Ante la pregunta de si se están diseñando ciudades adecuadas para los niños deberíamos hacernos otra, ¿dejaríamos a nuestro hijo ir solo por la ciudad? Un análisis superficial de la ciudad revela que, en la mayoría de los casos, estos espacios son lugares hostiles para el niño.

Buena muestra de ello son los parques infantiles que suelen diseñarse como un espacio cercado. Alguien afirmará que es por su seguridad, pero es como decir que el gallinero se hace por la seguridad de las gallinas…. Y en el fondo es eso, hemos creado un espacio urbano hostil donde los niños no pueden divertirse libremente.

Es muy importante que los niños jueguen  libremente para que vayan desarrollando su autonomía. La población infantil necesita vivir en un entorno seguro y cómodo para vivir experiencias por sí mismos y poder desarrollarse.

 


Una de las grandes referencias sobre la importancia de diseñar las ciudades para los niños es el pedagogo italiano Francesco Tonucci, defensor de que el objetivo principal del diseño de la ciudad es que un niño pueda salir solo de casa sin temor a ser atropellado ni atacado por un delincuente.

El urbanismo, tanto en su ordenación como en su gestión, tiene que ser mucho más inclusivo y debe incorporar la perspectiva infantil en sus planes. Un buen ejemplo de esta perspectiva es el proyecto La cittá dei bambini (La ciudad de los niños) realizado en Fano (Italia), en 1991, con la intención de desarrollar una nueva filosofía de gobierno de la ciudad,  estableciendo la población infantil como un factor clave en la ordenación y gestión urbana.

La incorporación de la perspectiva infantil se une a otras corrientes como la perspectiva de género, en contra de la degradación que se está produciendo en las ciudades. La planificación urbana del siglo pasado y principios de este siglo se ha enfocado en un perfil muy reducido de la población (hombre de mediana edad, sano, trabajador y con una renta media a alta). Esto ha provocado que un gran volumen de población viva en un entorno hostil o por lo menos no adecuado (niños, ancianos, personas con discapacidad, mujeres, y algo que se dice poco, personas con pocos recursos).

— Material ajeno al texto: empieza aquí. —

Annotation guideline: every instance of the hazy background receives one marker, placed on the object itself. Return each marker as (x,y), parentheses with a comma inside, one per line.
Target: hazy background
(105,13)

En esta línea la diseñadora urbana Mara Mintzer se pregunta que << si no incluimos la opinión de la población infantil (un cuarta parte de la población) a quién más no estamos incluyendo en nuestras ciudades >>. Podéis ver la interesante charla TEDx de Mara Mintzer sobre “Cómo los niños pueden contribuir a diseñar ciudades” a continuación.

La degradación urbana debe contrarrestarse creando ciudades con más espacios públicos donde la ciudadanía se relacione de manera gratuita.

Es muy importante reducir el papel del vehículo en las ciudades y aumentar los espacios libres y zonas verdes, si queremos ciudades amigables con la infancia.

Ciudades de los niños

En las ciudades españolas se han realizado algunos proyectos encaminados a dar un papel más importante a la infancia. Uno de los proyectos más difundidos es el que defiende la creación de los caminos escolares a través de los cuales los niños pueden ir solos a la escuela ganando autonomía.

Uno de los mejores ejemplos de cómo un espacio urbano se puede convertir en una ciudad de los niños es la ciudad gallega de Pontevedra (España). Esta urbe ha recibido multitud de premios por eliminar la presencia de coches en el centro.

Las ciudades por sus características tienen una gran capacidad para asegurar a la población infantil sus derechos básicos, garantizando que puedan desarrollar todo su potencial. No olvidemos que nuestro futuro depende de las próximas generaciones.